Open ChrisRackauckas opened 1 year ago
TA3 data requests for TA1. For June 1st 2021 – June 1st, 2022, we need the following:
TA2 model JSONs can be found at https://github.com/DARPA-ASKEM/program-milestones/issues/9
Vaccination data: https://github.com/DARPA-ASKEM/program-milestones/pull/11
@ChrisRackauckas Where are the results associated with the "real" training/test dataset? I only see placeholder synthetic results. https://chrisrackauckas.github.io/ASKEM_Evaluation_Staging/dev/Scenario3/Evaluation_Scenario_3/#Question-1
It just merged 8 minutes ago: https://github.com/ChrisRackauckas/ASKEM_Evaluation_Staging/pull/67. You can start running the script if you want to see it, takes just about 5 minutes. The full bound found that the TA2 model swap didn't pass a unit test due to a tolerance that was a bit too low (https://github.com/ChrisRackauckas/ASKEM_Evaluation_Staging/actions/runs/4067984576) and that needs to be fixed for the full builder to run again (already triggered https://github.com/ChrisRackauckas/ASKEM_Evaluation_Staging/actions/runs/4067975452/jobs/7005966223)

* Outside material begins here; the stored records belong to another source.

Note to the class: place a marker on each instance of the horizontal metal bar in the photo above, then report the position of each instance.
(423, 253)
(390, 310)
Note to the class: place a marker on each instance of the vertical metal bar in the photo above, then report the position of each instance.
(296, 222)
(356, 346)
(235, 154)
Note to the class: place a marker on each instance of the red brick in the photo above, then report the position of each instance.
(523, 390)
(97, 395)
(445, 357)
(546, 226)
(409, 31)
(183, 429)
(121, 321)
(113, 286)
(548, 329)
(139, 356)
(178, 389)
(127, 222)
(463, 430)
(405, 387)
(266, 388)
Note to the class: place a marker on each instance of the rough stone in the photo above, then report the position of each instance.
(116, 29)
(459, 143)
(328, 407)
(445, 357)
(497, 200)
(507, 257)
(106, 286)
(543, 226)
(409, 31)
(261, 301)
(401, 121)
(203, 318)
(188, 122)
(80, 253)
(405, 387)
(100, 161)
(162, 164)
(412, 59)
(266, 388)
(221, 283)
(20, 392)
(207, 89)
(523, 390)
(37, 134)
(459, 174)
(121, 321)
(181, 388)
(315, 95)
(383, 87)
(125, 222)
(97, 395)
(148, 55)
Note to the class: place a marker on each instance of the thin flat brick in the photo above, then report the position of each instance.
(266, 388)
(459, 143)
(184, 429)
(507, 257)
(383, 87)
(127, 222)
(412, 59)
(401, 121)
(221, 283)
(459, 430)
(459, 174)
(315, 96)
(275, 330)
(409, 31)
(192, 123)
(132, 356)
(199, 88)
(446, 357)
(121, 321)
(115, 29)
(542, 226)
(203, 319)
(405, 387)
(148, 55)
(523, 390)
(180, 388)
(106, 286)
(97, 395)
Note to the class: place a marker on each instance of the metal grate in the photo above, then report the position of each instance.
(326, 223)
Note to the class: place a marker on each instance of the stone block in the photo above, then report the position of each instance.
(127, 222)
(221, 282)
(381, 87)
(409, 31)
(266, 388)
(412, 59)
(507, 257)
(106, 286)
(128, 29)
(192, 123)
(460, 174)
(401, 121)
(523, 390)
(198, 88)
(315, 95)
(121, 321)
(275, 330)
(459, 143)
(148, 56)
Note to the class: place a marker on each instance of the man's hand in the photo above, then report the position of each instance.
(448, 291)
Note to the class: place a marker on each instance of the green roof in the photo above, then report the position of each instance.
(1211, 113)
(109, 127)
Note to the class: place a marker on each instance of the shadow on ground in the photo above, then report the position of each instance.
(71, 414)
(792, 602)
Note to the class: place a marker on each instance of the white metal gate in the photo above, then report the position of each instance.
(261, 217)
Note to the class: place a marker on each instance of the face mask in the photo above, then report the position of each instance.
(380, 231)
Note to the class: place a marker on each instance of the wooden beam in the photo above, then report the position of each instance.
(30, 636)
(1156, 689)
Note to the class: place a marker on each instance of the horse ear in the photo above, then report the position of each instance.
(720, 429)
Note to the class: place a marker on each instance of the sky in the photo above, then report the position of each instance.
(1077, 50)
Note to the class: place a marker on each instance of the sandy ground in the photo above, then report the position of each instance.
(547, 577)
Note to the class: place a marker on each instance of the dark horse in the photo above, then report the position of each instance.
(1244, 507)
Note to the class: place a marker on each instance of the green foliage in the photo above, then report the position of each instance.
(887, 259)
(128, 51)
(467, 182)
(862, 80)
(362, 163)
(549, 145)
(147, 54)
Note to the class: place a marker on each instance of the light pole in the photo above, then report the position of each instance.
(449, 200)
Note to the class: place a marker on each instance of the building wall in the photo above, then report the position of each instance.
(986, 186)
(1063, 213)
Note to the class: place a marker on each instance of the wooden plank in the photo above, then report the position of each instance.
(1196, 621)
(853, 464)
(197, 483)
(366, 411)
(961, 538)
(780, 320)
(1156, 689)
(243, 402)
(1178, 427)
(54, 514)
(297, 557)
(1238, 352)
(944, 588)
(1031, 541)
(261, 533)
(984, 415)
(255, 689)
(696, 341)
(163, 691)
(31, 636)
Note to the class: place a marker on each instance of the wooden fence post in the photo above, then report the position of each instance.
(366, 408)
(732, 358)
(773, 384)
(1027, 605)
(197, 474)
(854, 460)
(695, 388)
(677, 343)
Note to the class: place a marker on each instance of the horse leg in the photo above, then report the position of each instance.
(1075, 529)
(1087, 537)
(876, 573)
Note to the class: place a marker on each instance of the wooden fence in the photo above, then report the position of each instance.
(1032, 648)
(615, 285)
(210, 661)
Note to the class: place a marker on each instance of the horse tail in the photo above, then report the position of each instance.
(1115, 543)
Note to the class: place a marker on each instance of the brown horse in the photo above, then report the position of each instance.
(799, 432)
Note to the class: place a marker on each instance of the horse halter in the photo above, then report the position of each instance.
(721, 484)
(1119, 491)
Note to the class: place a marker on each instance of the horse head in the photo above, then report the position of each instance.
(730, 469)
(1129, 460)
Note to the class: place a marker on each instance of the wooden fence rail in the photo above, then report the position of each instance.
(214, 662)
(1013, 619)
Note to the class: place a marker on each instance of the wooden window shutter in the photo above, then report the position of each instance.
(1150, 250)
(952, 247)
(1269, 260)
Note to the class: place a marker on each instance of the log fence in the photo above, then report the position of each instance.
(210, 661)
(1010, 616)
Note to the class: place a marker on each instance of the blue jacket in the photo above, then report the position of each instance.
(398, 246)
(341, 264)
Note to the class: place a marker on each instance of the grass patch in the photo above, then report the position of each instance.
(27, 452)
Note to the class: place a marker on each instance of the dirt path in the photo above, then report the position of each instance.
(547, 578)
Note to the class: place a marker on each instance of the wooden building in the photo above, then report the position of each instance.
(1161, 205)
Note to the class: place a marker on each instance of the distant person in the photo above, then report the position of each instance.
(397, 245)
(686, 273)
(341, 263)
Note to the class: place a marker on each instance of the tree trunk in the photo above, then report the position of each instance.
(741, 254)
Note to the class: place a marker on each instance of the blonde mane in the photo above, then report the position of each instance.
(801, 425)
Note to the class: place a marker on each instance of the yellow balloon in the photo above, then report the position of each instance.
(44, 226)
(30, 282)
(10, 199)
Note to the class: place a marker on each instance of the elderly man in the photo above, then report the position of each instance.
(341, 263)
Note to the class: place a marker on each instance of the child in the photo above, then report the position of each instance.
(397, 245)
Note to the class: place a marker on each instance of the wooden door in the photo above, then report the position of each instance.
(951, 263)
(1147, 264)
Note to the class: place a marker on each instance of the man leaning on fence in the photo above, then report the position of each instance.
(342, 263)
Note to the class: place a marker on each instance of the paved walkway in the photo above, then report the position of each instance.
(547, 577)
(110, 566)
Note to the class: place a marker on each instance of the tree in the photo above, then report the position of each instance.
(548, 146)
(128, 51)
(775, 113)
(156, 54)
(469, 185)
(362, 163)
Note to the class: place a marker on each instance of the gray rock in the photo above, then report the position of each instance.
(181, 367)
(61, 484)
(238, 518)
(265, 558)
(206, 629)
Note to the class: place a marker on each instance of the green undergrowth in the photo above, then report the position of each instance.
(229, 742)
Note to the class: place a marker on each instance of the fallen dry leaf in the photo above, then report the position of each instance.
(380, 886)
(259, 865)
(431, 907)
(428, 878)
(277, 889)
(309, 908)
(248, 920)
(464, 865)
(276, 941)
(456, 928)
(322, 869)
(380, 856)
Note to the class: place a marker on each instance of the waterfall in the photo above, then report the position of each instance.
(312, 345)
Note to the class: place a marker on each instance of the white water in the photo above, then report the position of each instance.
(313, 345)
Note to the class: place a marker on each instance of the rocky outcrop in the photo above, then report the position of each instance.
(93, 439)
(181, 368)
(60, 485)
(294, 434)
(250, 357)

The MITRE scenario specified "explore the space of closely related models that incorporate either deaths, hospitalizations, or both."
TA2 provided SIR, SIRD, SIRH, SIRDH variants and (as I understand) MITRE expects calibration and testing on all of them. Your notebook only considered SIR vs. SIRDH. Can you provide the test performance metric (L2 norm) for all these variants against the test dataset?
Yes, that's in the files already if you look at the code.
Where is that? I'm looking at here: https://chrisrackauckas.github.io/ASKEM_Evaluation_Staging/dev/Scenario3/Evaluation_Scenario_3/#Question-2:-Add-Hospitalizations-and-Deaths
I only see
norm(solve(_prob, saveat = t_test)[S] - data_test[1][2]) + norm(solve(_prob, saveat = t_test)[I] - data_test[2][2]) + norm(solve(_prob, saveat = t_test)[R] - data_test[3][2])
norm(solve(_prob2, saveat = t_test)[S] - data_test[1][2]) + norm(solve(_prob2, saveat = t_test)[I] - data_test[2][2]) + norm(solve(_prob2, saveat = t_test)[R] - data_test[3][2]) + norm(solve(_prob2, saveat = t_test)[H] - data_test[4][2]) + norm(solve(_prob2, saveat = t_test)[D] - data_test[5][2])
I was expecting to see the same as above but for _probN
where N
is for each of SIR, SIRH, SIRD, SIRDH
.
That's the later questions. Question 2 only has those two models if I'm reading the text correctly. Are you asking about Question 6?
Nope, these models are meant for the Question 2 as I understand. Otherwise, it'd be a rather poor model-space selection process to just select between 2 things.